Incidentally, these pens are also dry-clean proof, which is a consideration especially for larger pieces. Just being waterproof for wet blocking isn't enough. If the ink isn't permanent against dry cleaning fluid, the lines can lift to the top of the work and totally ruin it - I've seen this happen several times, and it's a tragedy.

Monday, September 7, 2009

New Tutorials!

No picture this morning, as I haven't had enough coffee yet. I have been thinking recently about doing some tutorials in designing your own projects and "how to's" rather than just patterns to copy - it might be of more use.

Several things prompted this move: One is the questions I get via comments, as I have no way to reply to them.
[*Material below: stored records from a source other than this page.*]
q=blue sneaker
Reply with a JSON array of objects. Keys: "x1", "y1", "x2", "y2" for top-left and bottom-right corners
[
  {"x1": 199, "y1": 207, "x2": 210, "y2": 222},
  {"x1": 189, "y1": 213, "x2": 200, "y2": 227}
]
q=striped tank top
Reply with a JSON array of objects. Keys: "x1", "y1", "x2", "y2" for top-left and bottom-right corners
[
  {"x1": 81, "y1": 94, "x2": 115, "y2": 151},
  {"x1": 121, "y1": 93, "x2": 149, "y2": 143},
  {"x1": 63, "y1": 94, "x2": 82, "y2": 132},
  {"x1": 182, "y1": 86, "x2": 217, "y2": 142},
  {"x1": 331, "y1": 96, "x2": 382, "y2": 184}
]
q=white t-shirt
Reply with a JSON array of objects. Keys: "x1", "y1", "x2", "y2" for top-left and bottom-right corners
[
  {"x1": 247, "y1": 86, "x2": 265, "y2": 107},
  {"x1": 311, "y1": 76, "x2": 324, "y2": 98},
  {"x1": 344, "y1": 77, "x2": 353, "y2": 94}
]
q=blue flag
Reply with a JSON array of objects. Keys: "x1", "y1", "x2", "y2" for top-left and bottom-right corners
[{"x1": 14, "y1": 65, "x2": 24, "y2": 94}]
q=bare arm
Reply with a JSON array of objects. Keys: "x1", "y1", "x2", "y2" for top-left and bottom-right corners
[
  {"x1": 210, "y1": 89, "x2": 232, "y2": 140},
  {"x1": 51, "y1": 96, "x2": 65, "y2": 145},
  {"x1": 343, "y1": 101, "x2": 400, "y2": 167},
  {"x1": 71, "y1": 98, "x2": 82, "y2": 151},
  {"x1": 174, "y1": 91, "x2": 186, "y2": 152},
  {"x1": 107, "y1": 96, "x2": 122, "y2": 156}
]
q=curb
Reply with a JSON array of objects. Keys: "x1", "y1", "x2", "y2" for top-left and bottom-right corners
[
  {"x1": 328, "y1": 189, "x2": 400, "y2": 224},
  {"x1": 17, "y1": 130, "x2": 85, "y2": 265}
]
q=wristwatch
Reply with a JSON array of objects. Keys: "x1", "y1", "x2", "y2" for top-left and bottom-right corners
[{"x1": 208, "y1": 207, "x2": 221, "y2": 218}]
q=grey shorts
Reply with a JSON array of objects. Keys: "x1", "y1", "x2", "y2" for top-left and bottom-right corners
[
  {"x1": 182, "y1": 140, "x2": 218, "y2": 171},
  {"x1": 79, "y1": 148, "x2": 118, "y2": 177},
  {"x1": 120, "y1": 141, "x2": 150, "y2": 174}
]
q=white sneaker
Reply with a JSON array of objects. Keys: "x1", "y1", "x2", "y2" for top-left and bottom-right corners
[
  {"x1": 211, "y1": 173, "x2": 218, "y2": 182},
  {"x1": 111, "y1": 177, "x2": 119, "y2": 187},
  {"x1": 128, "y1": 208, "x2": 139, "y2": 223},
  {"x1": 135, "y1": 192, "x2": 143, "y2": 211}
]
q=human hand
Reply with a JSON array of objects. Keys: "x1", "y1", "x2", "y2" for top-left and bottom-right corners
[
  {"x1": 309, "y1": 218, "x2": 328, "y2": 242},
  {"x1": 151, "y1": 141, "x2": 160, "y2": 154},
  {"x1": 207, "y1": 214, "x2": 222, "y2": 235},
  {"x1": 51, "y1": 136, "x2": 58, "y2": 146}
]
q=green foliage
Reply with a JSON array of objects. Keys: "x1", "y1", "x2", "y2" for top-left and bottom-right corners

These come to my e-mail via "no-reply" mail, so I can't answer them. (My e-mail address is clearly seen on my profile - just go to "About Me" on the side bar and click on "my profile" down at the bottom.) I truly enjoy answering questions and helping any way I can - sharing my 40 years of experience in designing and marketing hand painted needlepoint canvases, along with teaching and writing about it.

Another prompt is an article I have seen in the last few days about drawing pens in a nationally distributed needlepoint publication - (I get an advance copy of this.) The information is misleading, and almost ludicrous, and it frightens me that someone would be put off from an otherwise enjoyable hobby by faulty information leading to a bad experience.

This also holds true in several different books, articles and blogs on drawing and painting needlepoint canvases. Often the people who write these apparently have little or no knowledge in this arena. Nothing works so well as years of trial and error, experience, and plain old common sense!! As Michaelangelo said in his old age: "I am still learning." It needn't be as complicated or mysterious as people are telling., and is actually a simple and inexpensive way to create your own needlepoint projects. (and thereby saving money to buy wonderful threads and beads, etc.)

Anyway, I received a question about belts - but I have no idea what kind of belt, for whom, what style, male or female, child or adult - what? Sooooo I decided the best thing to do is to start with a mini-tutorial on painting your own canvas as a "point of departure." Later, though, as it will take a little while to get it together.

As for the belts - these are lots of fun, and I have taught a number of people to do their own, as it's more creative and fun to do one's own, and also saves the price of a commercial designer. I have one friend who has done plaids, camouflage, Pucci patterns, Nautical flags, monograms and names, - all kinds of things. She even did collars for all the family dogs.

For a beginning tip, there is a tutorial on an edge stitch (long-armed cross stitch) for belts and other small things under "stitching" on the side bar - down at the bottom of the page. Also, the canvas preparation for the napkin rings is basically the same - the belt just needs to be long, in the required measurement. One must consult a finisher for this, as I don't know how much has to be allowed for that. The 1 1/2" wide is pretty standard for belts, as they must fit inside belt loops on the garment.